Dr. David B. Adams – Psychological Blog

Psychology of Illness, Pain, Anxiety and Depression


businessWhy would someone complete high school and college, and go through a series of hurdles to eventually establish a profession or business? Along the way, great amounts of time, money, anxiety, uncertainty, and deference to authority is demanded. Gratification is delayed, and physical appeal, strength, and talents unrelated to the ultimate goal are considered irrelevant. Acquiring objects, being able to travel, managing your own time is most often deferred for many years. From the point at which you enter your profession or business, assuming you are not then in massive educational debt, you begin building the material world that many others of your age have had for years.

What others? Those who set aside education as unessential, those who have a changing daily environment, who can be flexible in the number of hours, locations and even tasks they perform. For a decade before you were able to enter your business or profession, these individuals were generating appreciable income, displaying their material wealth and building an image that they believed to be their goal. You may envy their car; they do not envy your student loans.

Those who are laying concrete, hanging sheet rock, driving a `dozer, operating a forklift or moving heavy inventory may have seasonal work. They are readily replaced by others who have equal skill.

And when they are injured at work, all of their independence and authoriy vanishes immediately. They have no backup plan, financial reserve or a business or profession in which they are seen as crucial or even important. They note that their employer rapidly replaces them, that coworkers are busy and that they have no credentials for which there is an immediate demand.

It was a thin and fragile empire that they ruled.

All that remains when it comes tumbling down is their desperate clinking for signs of respect.
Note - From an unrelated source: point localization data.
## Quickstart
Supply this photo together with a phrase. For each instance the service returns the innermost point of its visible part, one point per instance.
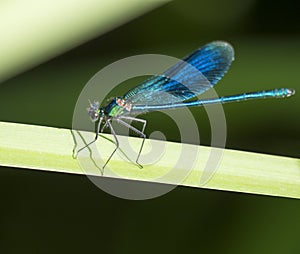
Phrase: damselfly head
(94, 111)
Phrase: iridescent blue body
(176, 88)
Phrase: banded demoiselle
(174, 89)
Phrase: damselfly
(173, 89)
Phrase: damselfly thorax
(174, 89)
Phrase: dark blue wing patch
(183, 80)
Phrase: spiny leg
(135, 119)
(138, 132)
(117, 142)
(96, 137)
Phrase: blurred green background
(51, 212)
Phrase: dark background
(52, 212)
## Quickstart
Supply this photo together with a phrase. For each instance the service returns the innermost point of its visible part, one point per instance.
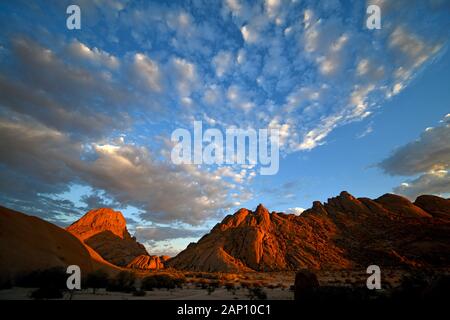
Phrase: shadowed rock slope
(28, 243)
(344, 232)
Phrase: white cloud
(222, 62)
(296, 210)
(97, 56)
(147, 71)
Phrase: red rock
(436, 206)
(344, 232)
(146, 262)
(105, 231)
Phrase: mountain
(147, 262)
(343, 232)
(28, 243)
(104, 230)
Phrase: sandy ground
(276, 285)
(160, 294)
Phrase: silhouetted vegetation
(97, 279)
(161, 281)
(123, 282)
(54, 277)
(50, 283)
(423, 285)
(47, 293)
(256, 293)
(139, 293)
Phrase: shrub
(49, 278)
(47, 293)
(97, 279)
(256, 293)
(139, 293)
(305, 285)
(159, 281)
(123, 282)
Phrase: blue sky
(86, 115)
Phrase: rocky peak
(261, 210)
(105, 231)
(100, 220)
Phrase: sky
(86, 115)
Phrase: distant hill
(344, 232)
(105, 231)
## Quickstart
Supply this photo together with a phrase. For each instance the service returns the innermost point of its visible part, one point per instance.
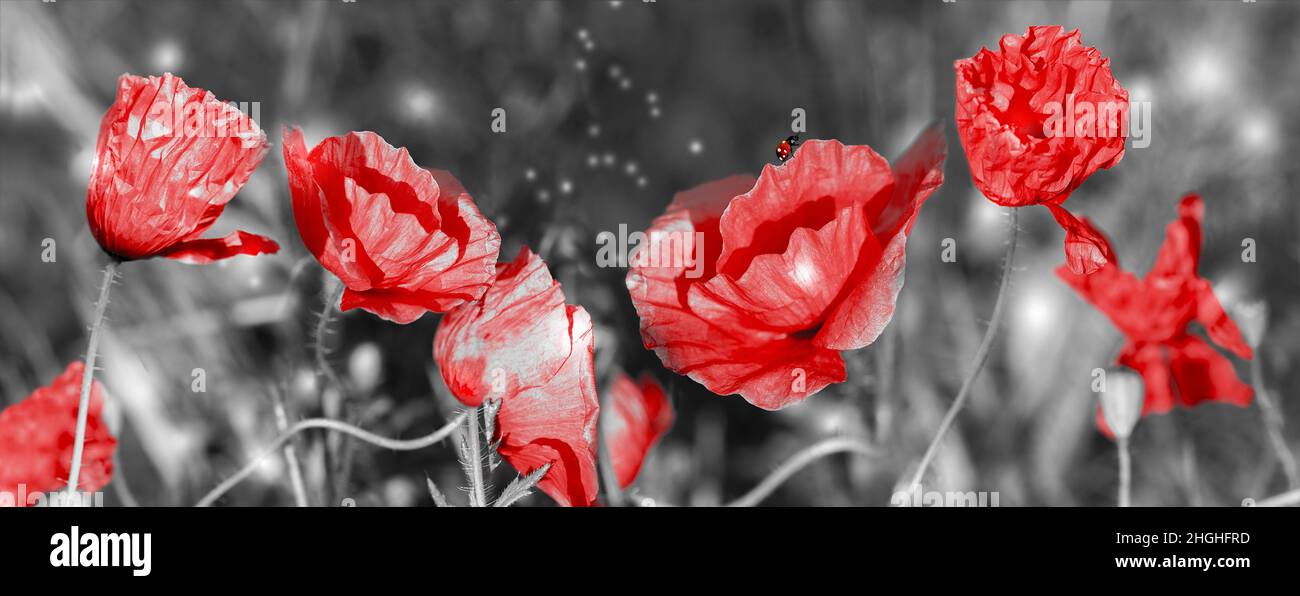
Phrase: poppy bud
(1122, 401)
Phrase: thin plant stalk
(324, 423)
(614, 496)
(1273, 422)
(797, 462)
(1126, 473)
(333, 293)
(980, 357)
(89, 374)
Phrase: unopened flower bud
(1253, 320)
(1122, 401)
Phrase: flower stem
(332, 298)
(473, 462)
(1273, 423)
(1125, 471)
(807, 456)
(89, 374)
(614, 496)
(333, 293)
(980, 358)
(394, 444)
(295, 473)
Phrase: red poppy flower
(1153, 314)
(1036, 119)
(37, 439)
(403, 240)
(168, 160)
(638, 415)
(523, 345)
(780, 275)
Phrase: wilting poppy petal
(637, 414)
(403, 240)
(37, 439)
(520, 344)
(1155, 312)
(1086, 249)
(168, 160)
(207, 250)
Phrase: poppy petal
(1086, 247)
(207, 250)
(37, 439)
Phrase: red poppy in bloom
(1153, 314)
(403, 240)
(638, 414)
(1036, 119)
(523, 345)
(780, 275)
(168, 160)
(37, 439)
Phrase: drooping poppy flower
(780, 275)
(636, 417)
(168, 160)
(1038, 117)
(403, 240)
(523, 345)
(37, 439)
(1153, 314)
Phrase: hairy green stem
(394, 444)
(1273, 422)
(89, 374)
(473, 461)
(1126, 471)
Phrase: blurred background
(612, 107)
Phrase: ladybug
(785, 147)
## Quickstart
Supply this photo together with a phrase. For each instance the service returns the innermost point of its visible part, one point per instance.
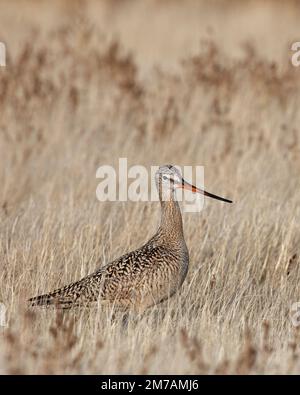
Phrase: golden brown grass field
(157, 81)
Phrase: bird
(146, 276)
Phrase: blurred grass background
(190, 83)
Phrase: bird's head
(168, 178)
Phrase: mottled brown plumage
(143, 277)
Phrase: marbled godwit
(143, 277)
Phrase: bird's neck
(171, 221)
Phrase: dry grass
(73, 98)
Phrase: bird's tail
(55, 298)
(60, 298)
They are shuttled between providers and procedures. Their former status is not obvious to those treating them. Once valuing their mobility and independence, they now travel long distances and sit in waiting rooms. They bargain for understanding of the implications of their injury and arbitrate for the medications to control their pain while knowing that such medication or alternatives are in their very neighborhood.

They puff, strut and swagger, pretending that they still have the role which, in fact, may be forever lost.